Freeman Spogli Institute for International Studies Woods Institute for the Environment Center on Food Security and the Environment Stanford University


Alarmingly High Anemia Prevalence in Western China

Journal Article

Renfu Luo, Xiaobing Wang, Chengfang Liu, Linxiu Zhang, Yaojiang Shi*, Grant Miller, Scott Rozelle, Elaine Yu, Reynaldo Martorell*

Published by
Southeast Asian Journal of Tropical Medicine and Public Health, Vol. 42 no. 5

Despite rapid growth in China, it is unclear whether the poor have benefited in terms of nutrition.

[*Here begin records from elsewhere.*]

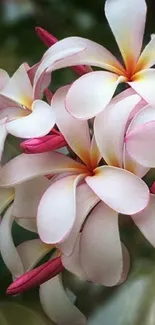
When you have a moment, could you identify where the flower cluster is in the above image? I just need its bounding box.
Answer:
[0,0,155,325]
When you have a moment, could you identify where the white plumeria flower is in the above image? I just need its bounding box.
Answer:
[0,86,150,286]
[0,180,86,325]
[34,0,155,119]
[0,64,55,147]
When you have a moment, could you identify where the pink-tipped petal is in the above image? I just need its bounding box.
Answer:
[13,176,51,218]
[7,257,63,295]
[86,166,149,214]
[27,62,40,85]
[44,88,53,105]
[57,183,100,256]
[117,243,131,285]
[6,100,55,138]
[66,71,123,119]
[37,175,85,244]
[40,276,86,325]
[105,0,147,72]
[136,37,155,72]
[123,145,149,178]
[126,120,155,168]
[0,206,24,277]
[51,86,90,164]
[90,135,102,169]
[20,133,66,153]
[80,202,123,286]
[0,152,86,187]
[0,187,14,214]
[132,194,155,247]
[0,69,10,91]
[1,64,33,109]
[128,69,155,105]
[61,235,87,280]
[15,218,38,234]
[94,95,140,167]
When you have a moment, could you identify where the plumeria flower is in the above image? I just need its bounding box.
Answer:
[0,176,86,325]
[20,128,67,153]
[0,64,55,138]
[0,176,130,325]
[35,27,89,75]
[34,0,155,119]
[0,86,150,286]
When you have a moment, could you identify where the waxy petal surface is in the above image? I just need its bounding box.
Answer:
[94,95,140,167]
[6,100,55,138]
[86,166,149,214]
[1,64,33,109]
[80,202,123,286]
[0,206,24,277]
[128,69,155,105]
[126,121,155,168]
[66,71,123,119]
[13,176,51,218]
[105,0,147,72]
[132,194,155,247]
[51,86,90,164]
[61,234,87,280]
[37,175,85,244]
[57,183,100,256]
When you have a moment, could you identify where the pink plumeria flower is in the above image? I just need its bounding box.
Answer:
[0,176,130,325]
[125,105,155,168]
[34,0,155,119]
[0,64,55,138]
[94,85,155,251]
[0,86,149,286]
[0,185,86,325]
[35,27,89,76]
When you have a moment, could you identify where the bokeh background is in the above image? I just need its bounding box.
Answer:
[0,0,155,325]
[0,0,155,73]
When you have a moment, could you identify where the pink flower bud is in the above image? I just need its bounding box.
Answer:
[150,182,155,194]
[35,27,88,76]
[20,129,67,154]
[7,256,64,295]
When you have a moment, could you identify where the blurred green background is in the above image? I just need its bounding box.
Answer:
[0,0,155,325]
[0,0,155,74]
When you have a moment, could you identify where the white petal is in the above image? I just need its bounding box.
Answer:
[1,64,33,109]
[37,175,85,244]
[17,239,52,272]
[13,176,51,218]
[80,202,123,286]
[86,166,149,214]
[94,95,141,167]
[57,183,100,255]
[61,234,87,280]
[6,100,55,139]
[66,71,124,119]
[105,0,147,71]
[51,86,90,164]
[132,194,155,247]
[0,206,24,277]
[0,152,86,187]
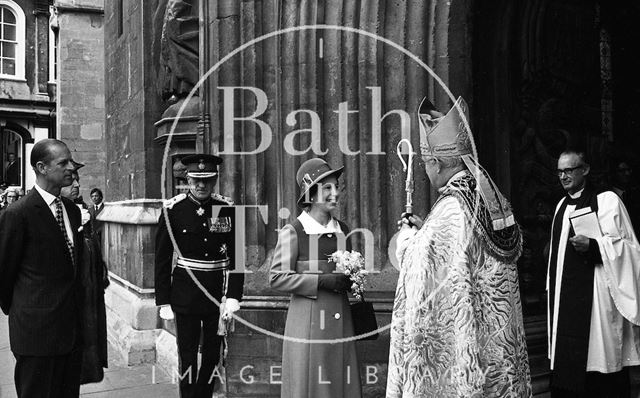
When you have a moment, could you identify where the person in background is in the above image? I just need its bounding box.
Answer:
[6,153,21,185]
[60,161,109,384]
[89,188,104,245]
[547,149,640,398]
[4,188,19,206]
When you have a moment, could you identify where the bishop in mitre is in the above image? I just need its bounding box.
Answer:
[387,98,531,398]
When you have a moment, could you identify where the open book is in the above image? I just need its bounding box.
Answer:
[569,207,602,239]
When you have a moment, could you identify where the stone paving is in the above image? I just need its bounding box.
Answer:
[0,313,178,398]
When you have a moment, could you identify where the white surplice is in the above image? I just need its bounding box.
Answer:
[547,191,640,373]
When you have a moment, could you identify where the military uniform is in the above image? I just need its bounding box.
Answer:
[155,153,244,398]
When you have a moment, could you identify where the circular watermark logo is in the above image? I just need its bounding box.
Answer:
[161,24,479,344]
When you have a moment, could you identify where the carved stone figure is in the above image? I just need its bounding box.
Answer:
[160,0,199,102]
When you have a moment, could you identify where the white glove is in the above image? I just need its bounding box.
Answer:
[220,298,240,321]
[160,305,175,321]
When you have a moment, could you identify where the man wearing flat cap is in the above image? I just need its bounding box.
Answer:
[155,154,244,398]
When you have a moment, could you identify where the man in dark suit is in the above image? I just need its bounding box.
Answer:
[0,139,82,398]
[155,155,244,398]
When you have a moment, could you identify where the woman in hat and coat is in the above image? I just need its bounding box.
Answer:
[270,159,362,398]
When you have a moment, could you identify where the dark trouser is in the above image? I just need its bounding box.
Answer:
[551,368,630,398]
[176,313,222,398]
[14,348,82,398]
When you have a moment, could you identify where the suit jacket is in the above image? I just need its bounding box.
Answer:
[0,189,83,356]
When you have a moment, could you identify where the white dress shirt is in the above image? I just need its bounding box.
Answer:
[34,183,74,244]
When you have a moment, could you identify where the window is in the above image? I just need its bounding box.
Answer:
[49,6,60,83]
[0,0,25,80]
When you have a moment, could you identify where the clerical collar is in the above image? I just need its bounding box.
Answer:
[298,211,342,235]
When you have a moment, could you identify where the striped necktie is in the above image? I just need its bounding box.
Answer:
[54,198,75,266]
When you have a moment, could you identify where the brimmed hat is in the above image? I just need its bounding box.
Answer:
[180,153,222,178]
[296,158,344,205]
[71,159,84,171]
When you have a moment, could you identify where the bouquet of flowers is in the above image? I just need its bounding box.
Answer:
[329,250,367,301]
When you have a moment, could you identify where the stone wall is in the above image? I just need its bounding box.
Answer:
[104,0,165,200]
[56,0,105,202]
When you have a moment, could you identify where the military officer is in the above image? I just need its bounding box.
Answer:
[155,155,244,398]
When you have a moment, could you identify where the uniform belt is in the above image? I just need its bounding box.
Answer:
[176,257,230,271]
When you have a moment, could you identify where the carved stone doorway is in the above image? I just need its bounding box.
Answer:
[472,0,640,319]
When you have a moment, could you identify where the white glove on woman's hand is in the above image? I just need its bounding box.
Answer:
[160,305,175,321]
[222,298,240,320]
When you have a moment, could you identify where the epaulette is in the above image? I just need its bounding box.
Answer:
[163,193,187,209]
[211,193,234,206]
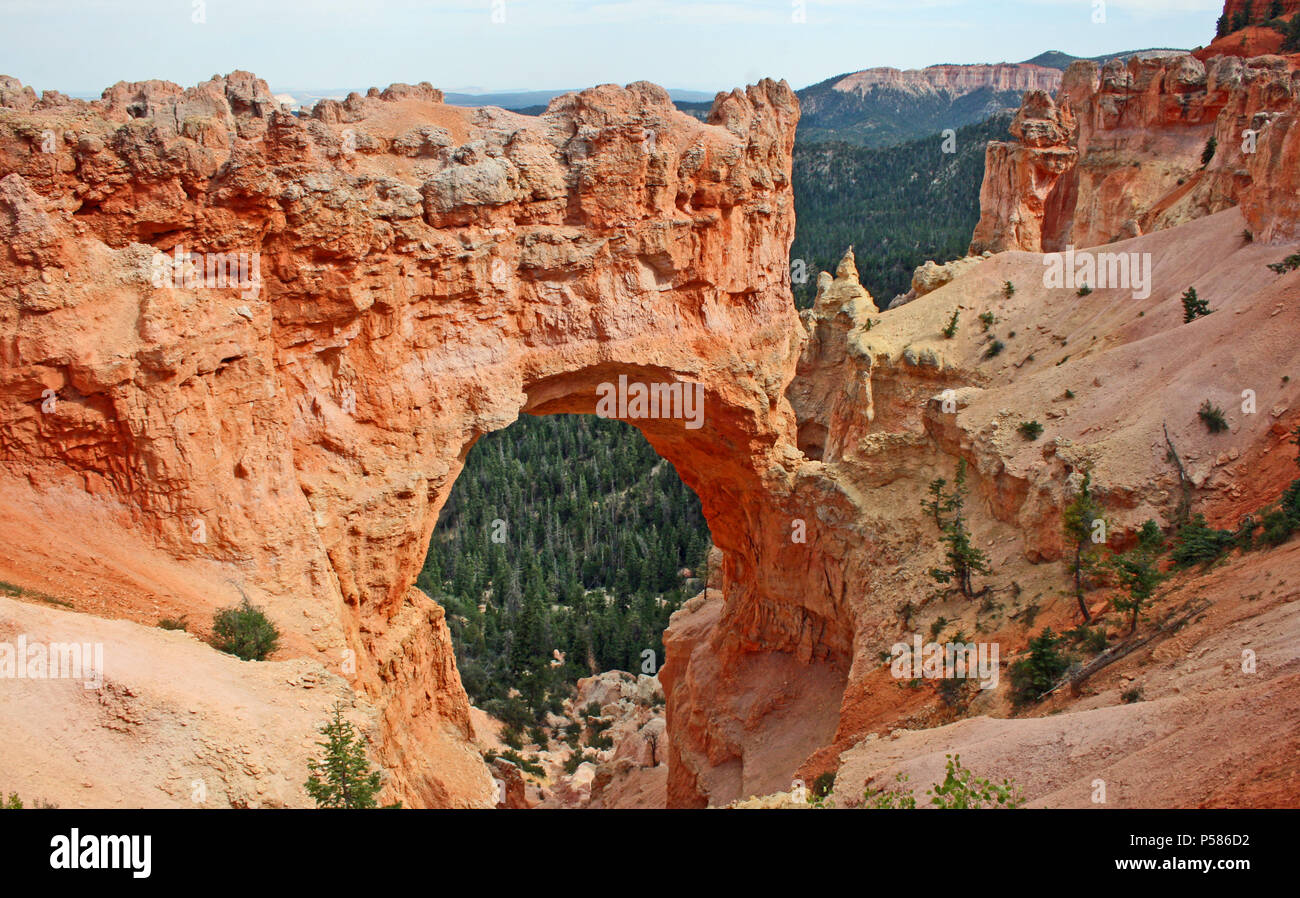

This paper’s goal is to understand the prevalence of anemia among school children in western China.We report on results from seven cross-sectional surveys involving 12,768 age 8-12 students. Sample students were selected randomly from 283 primary schools in 41 poor counties of Ningxia, Qinghai, Shaanxi and Sichuan provinces. Data were collected through questionnaires and hemoglobin tests. The dataset represents 7 million age 8-12 children in poor western counties. The anemia prevalence was 34% using the WHO’s hemoglobin cutoff of < 120g/L. Students who boarded at school and girls were more likely to be anemic. Assuming the sample population is representative of poorregions in western China, nearly2.5 million 8-12 year old school children in the region may be anemic and many more iron deficient. Given China’s growth, such high prevalence of anemia is surprising and illustrative of the large health disparities in the country. Iron deficiency remains a significant nutrition issue, though there appears to be no effort to address this issue.